The resolution, originally proposed last spring by Mexico, was passed one week after a suicide truck bomber devastated the United Nations mission in Iraq, killing 23 people, including 18 United Nations staff members and the mission's leader, Sergio Vieira de Mello.
The resolution was an answer to Secretary General Kofi Annan's plea to "bring to account those who attack these innocent and unarmed civilian humanitarian workers."
A potential confrontation between Mexico and the United States was avoided when Mexico, under pressure, agreed to eliminate a reference to the International Criminal Court, a standing war crimes tribunal which is fiercely opposed by the Bush administration.

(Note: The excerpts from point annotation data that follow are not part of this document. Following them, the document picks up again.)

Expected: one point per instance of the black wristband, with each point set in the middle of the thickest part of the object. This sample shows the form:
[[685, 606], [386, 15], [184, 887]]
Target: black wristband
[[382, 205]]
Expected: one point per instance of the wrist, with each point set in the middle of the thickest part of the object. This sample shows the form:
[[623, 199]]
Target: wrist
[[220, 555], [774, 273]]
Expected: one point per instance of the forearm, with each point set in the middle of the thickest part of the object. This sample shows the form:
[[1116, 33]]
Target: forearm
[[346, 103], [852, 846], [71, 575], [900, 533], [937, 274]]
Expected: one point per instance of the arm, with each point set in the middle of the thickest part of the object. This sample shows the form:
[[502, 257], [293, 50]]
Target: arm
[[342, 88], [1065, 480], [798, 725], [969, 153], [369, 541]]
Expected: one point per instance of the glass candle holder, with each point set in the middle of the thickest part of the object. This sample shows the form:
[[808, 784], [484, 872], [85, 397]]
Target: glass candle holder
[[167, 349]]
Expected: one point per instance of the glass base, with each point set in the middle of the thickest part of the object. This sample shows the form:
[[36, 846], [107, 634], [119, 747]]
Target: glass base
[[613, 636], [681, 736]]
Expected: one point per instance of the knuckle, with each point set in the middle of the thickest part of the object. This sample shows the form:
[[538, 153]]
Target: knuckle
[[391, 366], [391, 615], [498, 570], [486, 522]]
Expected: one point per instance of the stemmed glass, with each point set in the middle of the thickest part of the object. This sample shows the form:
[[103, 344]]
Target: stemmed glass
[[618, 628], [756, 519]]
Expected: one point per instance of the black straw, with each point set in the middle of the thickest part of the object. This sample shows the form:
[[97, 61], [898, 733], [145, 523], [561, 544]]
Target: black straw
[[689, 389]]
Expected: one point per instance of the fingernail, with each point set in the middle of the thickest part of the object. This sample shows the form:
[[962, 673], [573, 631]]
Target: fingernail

In remarks to reporters after the session, the Mexican ambassador, Adolfo Aguilar Zinser, said the modifications were needed to ensure unanimity. "The message to the international community and to the perpetrators cannot be affirmed if the resolution is not adopted unanimously," he said.
The United States ambassador, John D. Negroponte, said in explaining his vote to the Council that the new resolution "creates no new international legal obligations, but rather reaffirms the existing obligation of all parties involved in an armed conflict to comply fully with the rules and principles of international law."
Originally, a State Department official said last week, the United States had threatened to veto the Mexican proposal, so Mexico put the resolution aside in May. Last week, after the bombing, it revived the measure and attracted Bulgaria, France, Germany, Russia and Syria as co-sponsors.
Faced with the untenable option of vetoing a measure to protect workers when the need for such protection was brutally obvious, Washington successfully persuaded Mexico to amend the draft.
If, however, the resolution singled out the murder of UN employees as deserving of war crimes status, then we should have vetoed the resolution and damn the PR.
Am I missing something here? Is there more to this resolution than has been reported in this article? How is this resoultion a "measure to protect workers"? Was it not always a crime everywhere to murder? Why is the need for this resolution "brutally obvious"?
The Times pro UN bias is showing in this news story. Why are we presented, as an article of faith, with the notion that UN resolutions are effective at anything, much less protecting workers against suicidal madmen? The article equates the resolution with the protection.
Why didn't we just pass a strongly worded resolution calling for Saddam to behave himself and we could have avoided the war?
"Local" courts don't understand the "attacks" facing the children of the elite who fill UN positions.
How is a selfless UN assistance team member going to better a country if people key their luxury SUV, unplug their Espresso machine, pee in their swimming pool, bleed on their custom Birkenstocks, or make loud noises outside their luxury apartments before noon!